Meta avait jusqu’au mois d’avril pour changer son approche sur le traitement des données
La raison : son traitement des données personnelles – et en particulier celles récoltées à des fins publicitaires – était jugé non conforme au droit de l’UE. En Europe, les entreprises peuvent collecter et traiter ce type de données dans six cas spécifiques, qui sont listés à l’article 6 du règlement général sur la protection des données (RGPD). De nombreuses sociétés passent par des systèmes d’opt-in, dans lesquels les utilisateurs consentent à l’utilisation de leurs données pour des publicités. Mais Meta avait choisi de passer par une autre possibilité listée dans cet article pour imposer aux utilisateurs le traitement de leurs données pour des publicités dites comportementales, des publicités ciblées.

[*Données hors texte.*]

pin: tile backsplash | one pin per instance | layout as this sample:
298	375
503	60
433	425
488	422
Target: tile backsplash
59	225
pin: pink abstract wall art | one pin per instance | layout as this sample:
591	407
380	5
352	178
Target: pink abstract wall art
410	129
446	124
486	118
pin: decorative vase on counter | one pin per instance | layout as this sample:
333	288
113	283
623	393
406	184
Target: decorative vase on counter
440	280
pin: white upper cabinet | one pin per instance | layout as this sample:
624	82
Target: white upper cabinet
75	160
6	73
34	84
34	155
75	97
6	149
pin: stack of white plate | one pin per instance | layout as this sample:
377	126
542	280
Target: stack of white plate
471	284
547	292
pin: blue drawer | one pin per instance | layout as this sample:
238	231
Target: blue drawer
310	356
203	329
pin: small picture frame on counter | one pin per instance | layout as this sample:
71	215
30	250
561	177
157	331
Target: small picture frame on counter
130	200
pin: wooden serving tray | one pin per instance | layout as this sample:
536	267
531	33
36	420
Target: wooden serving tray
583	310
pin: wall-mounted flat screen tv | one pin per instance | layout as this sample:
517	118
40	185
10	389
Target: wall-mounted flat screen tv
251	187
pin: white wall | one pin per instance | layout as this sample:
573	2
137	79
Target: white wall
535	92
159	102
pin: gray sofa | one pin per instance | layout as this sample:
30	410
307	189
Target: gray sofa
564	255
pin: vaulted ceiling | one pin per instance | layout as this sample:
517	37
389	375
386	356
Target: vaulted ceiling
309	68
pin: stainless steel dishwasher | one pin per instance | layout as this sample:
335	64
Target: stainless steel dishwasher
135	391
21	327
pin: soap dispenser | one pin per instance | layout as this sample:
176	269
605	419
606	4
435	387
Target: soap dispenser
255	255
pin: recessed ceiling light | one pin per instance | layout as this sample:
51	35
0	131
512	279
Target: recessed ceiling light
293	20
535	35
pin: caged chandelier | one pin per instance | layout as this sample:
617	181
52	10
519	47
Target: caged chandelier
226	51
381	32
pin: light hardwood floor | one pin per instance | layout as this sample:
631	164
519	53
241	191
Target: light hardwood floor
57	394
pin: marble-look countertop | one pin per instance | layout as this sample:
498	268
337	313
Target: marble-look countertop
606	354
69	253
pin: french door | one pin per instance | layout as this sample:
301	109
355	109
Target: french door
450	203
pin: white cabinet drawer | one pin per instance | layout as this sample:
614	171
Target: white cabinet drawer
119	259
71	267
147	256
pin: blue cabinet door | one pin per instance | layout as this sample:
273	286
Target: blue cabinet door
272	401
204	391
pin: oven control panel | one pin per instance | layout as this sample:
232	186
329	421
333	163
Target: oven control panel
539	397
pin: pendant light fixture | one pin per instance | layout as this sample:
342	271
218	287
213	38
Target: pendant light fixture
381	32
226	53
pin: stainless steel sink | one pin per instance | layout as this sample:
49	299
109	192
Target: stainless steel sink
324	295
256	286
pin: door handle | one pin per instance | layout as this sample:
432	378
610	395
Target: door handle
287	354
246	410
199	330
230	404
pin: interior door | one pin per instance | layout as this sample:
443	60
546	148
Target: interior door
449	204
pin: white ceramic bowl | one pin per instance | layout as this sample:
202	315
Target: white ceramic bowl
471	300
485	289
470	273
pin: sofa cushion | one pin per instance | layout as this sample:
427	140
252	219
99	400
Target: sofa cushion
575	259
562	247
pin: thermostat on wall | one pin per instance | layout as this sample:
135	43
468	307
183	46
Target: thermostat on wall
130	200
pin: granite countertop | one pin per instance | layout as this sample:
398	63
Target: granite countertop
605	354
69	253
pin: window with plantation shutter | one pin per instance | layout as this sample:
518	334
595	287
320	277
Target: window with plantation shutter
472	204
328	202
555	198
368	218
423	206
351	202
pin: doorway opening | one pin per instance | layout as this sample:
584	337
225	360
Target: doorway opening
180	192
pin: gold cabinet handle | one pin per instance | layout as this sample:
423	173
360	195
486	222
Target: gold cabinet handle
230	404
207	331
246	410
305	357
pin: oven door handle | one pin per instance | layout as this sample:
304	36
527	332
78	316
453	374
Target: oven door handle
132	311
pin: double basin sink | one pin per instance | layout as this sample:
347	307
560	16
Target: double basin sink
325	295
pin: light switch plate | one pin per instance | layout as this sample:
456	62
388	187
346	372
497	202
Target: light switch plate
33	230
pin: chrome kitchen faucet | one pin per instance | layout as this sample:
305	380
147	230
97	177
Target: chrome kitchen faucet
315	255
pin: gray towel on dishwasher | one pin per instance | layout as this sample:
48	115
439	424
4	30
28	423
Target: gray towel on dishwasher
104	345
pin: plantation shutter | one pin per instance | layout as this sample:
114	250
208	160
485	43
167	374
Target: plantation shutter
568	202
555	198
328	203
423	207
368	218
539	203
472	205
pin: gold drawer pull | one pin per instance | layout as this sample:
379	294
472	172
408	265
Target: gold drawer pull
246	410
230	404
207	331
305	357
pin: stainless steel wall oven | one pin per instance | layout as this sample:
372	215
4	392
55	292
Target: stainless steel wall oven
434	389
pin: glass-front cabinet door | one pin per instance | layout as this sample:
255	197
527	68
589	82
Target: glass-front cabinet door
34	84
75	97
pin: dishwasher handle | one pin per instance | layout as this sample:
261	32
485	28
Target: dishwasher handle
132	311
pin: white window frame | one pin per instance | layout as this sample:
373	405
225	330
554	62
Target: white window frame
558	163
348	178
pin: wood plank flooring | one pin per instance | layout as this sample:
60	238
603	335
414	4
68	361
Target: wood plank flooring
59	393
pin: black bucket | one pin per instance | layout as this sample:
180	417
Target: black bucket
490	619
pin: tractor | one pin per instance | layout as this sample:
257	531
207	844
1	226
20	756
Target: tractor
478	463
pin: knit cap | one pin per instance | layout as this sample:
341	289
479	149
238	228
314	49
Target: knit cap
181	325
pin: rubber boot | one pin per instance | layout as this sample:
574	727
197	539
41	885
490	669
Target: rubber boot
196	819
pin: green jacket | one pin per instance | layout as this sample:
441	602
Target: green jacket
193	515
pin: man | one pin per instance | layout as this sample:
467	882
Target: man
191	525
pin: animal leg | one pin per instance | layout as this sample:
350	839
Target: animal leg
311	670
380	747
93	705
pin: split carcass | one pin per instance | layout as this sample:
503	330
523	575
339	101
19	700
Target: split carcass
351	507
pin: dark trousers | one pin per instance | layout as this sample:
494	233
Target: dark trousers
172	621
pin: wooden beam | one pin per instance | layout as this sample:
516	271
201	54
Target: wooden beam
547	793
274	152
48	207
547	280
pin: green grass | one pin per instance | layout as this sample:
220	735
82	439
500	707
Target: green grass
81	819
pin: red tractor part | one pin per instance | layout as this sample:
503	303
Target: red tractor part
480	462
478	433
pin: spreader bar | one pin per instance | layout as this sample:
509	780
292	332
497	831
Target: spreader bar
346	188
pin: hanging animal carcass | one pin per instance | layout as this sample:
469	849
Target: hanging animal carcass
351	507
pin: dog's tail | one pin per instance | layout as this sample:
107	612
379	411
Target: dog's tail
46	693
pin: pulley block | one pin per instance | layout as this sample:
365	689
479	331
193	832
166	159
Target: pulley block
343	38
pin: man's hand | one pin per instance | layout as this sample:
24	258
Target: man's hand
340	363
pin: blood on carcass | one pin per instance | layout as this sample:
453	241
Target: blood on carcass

Il s’agit d’une disposition qui autorise l’utilisation des données si cela est « nécessaire dans le cadre du contrat ».
Ce choix a été retoqué en décembre dernier par le Comité Européen de la Protection des Données, qui a condamné la société à changer d’approche, estimant que cette justification n’était pas valable dans une telle situation. Conséquence : Meta devait donc modifier la façon dont le groupe recueille le consentement des utilisateurs pour le traitement des données à des fins publicitaires. Et le groupe de Mark Zuckerberg avait trois mois pour changer les choses – ce délai court jusqu’en avril – ce qui explique l’annonce du jeudi 30 mars.
« Meta remplace une pratique illégale par une autre pratique illégale »
Meta, qui a fait appel aux décisions des autorités européennes, a expliqué qu’en attendant, il préférait se conformer à ces demandes. Dans un billet de blog publié jeudi 30 mars, il a expliqué comment il comptait recueillir le consentement des utilisateurs. Et quelle base juridique (donc quel article du RGPD) il comptait utiliser pour être conforme au droit européen. Meta a expliqué qu’il allait se prévaloir d’un autre des six cas listés à l’article 6 du RGPD : celui de « l’intérêt légitime ».
L’idée est la suivante : le consentement explicite n’a pas besoin d’être recueilli si, « dans le cadre d’une relation client, le traitement d’une donnée permet de poursuivre les intérêts légitimes du prestataire de services – à condition que cela ne se fasse pas au détriment des intérêts de l’utilisateur ou de ses droits et libertés ».
Problème : toutes les plateformes qui ont essayé de se servir de cet article pour justifier le traitement des données se sont toutes fait retoquer par les cours de justice européennes. NOYB, l’association de défense des droits numériques qui avait déposé plainte contre les réseaux sociaux de Meta, a déjà expliqué qu’elle allait faire de même pour invalider cette approche, sur son site web. « Meta remplace une pratique illégale par une autre pratique illégale. NOYB intentera une action en justice imminente pour mettre fin à cette mascarade », a expliqué Max Schrems, cité par le communiqué de NOYB.
Outre la prochaine action en justice de NOYD, la nouvelle approche de Meta pourrait ne pas suffire aux régulateurs européens. Car Meta se donne le droit, une fois que le formulaire de demande de publicités moins personnalisées a été envoyé, « d’évaluer » la demande, avant de « la mettre en œuvre ». Ce qui sous-entend que les demandes pour ne plus recevoir de publicités très ciblées ne seront pas automatiquement accordées. La façon dont cette mesure sera appliquée, en pratique, sera dans tous les cas particulièrement observée.